Open source user experience

Michael Rudolph michael.rudolph at gmail.com
Thu Feb 19 17:59:44 CET 2009


2009/2/18 Aaron J. Seigo <aseigo at kde.org>:
> On Tuesday 17 February 2009, Michael Rudolph wrote:
>> So we could just be happy that everybody likes us (well, besides
>> ourselves, designers seem to like us :-), but we could also think
>> about some kind of outreach program, with which we try to bring both
>> cultures closer together. Basically what the user council does for
>> users and developers.

Hello everyone,

first of all I should perhaps note, that openusability has of course
also been mentioned in that IxDA thread. So although you seem to be a
little sobered regarding your involvement with KDE Celeste, a lot of
what you do is on the map of a lot of people. And I think the only
thing that's missing is, just as you noted yourself: we need to make
these efforts sustainable, make it so designers can come and go
without impacting a project too much, just as programmers can come and
go.

> what would such an outreach program look like in your mind?

Puh, tough question.

One thing I had thought about is My Dream App
(http://mydreamapp.com/). A competition run by a bunch of Mac
developers. They invited people to share ideas for their dream
applications and over many rounds had the "best design" crowd-sourced,
with corrections and refinements happening along the way. During the
final stages the developers sided with the remaining designers
(perhaps to bring some sense of technical feasibility to the designs
:-) and in a final round a winner was awarded. First prize being
having your dream app developed.

I didn't keep too close an eye on the developments there, but I think
they failed. (they started shortly before Leopard came out, so they
wanted to wait for all the cool new features and start development
only after it was released, but in the process of waiting lost all the
momentum they had picked up) (by the way, just looking at all the
initial entries might be a nice inspiration, especially now that SoC
is around the corner: http://mydreamapp.com/contestants/ :-)
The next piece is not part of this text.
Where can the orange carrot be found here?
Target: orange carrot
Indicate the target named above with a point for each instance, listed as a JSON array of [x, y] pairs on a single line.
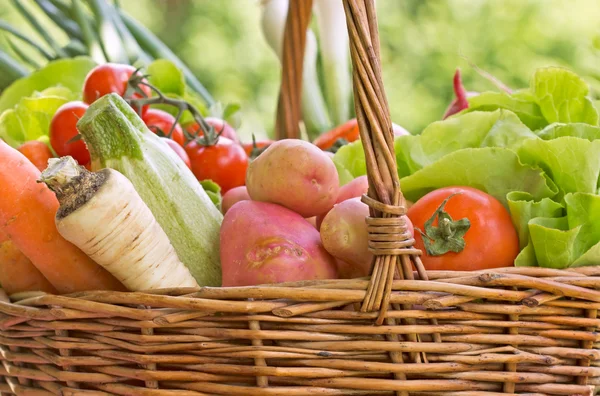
[[27, 216], [17, 273]]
I'm not sure that we can or should copy them, but a couple of aspects
of My Dream App seem to be at least noteworthy. (1) A competition is
not an ideal format, because of its one off nature, but it's an
excellent way to get some attention. (2) Furthermore doing iterative
development in the open fits nicely with what we do with code already.
They used blogs to publish mockups and the comment-feature to discuss
those mockups. They also posted questions and design problems to "the
community" to ask for help. Looking at the progress some of the dream
apps made, this procedure can work. (3) Using blogs as communication
tools imposes some form of hierarchy, that we are not used to in
traditional open source development. Or so it may seem. So far talk is
cheap in OSS land, because all that counts is code (talk to the ML,
the VCS won't listen anymore :-). For design "mere talk" is much more
important, so having the tools to not let "talk" get out of hand, like
it can happen on mailing lists, might even be an asset.

> honestly, we're lacking a couple of critical tools to really start bringing
> designers in en masse; plasmate is a step towards addressing that, but
> certainly can't/won't be the whole answer.

I agree with you. Although I'm not really sure what tools exactly
would be needed. Should I just try to create a stencil set for
inkscape with all (or many) of the common widgets? Or wouldn't a
simplified version of Qt Designer be better suited? Or would actually
both solutions be detrimental? Since I agree with Aza Raskin, that
there can be such a thing as a "toolkit straitjacket", a "controlled
nothingness" might be the best starting point, because it allows you
to design more in terms of the problem you try to solve than in terms
of the tools you have.

Another thing that might be important: we should have a "My Dream
Designer" competition first, so we together have a clearer
understanding of what we actually expect from a designer :-)

So clearly no definitive answers here, but perhaps some ideas to keep
the ball rolling. What do you think?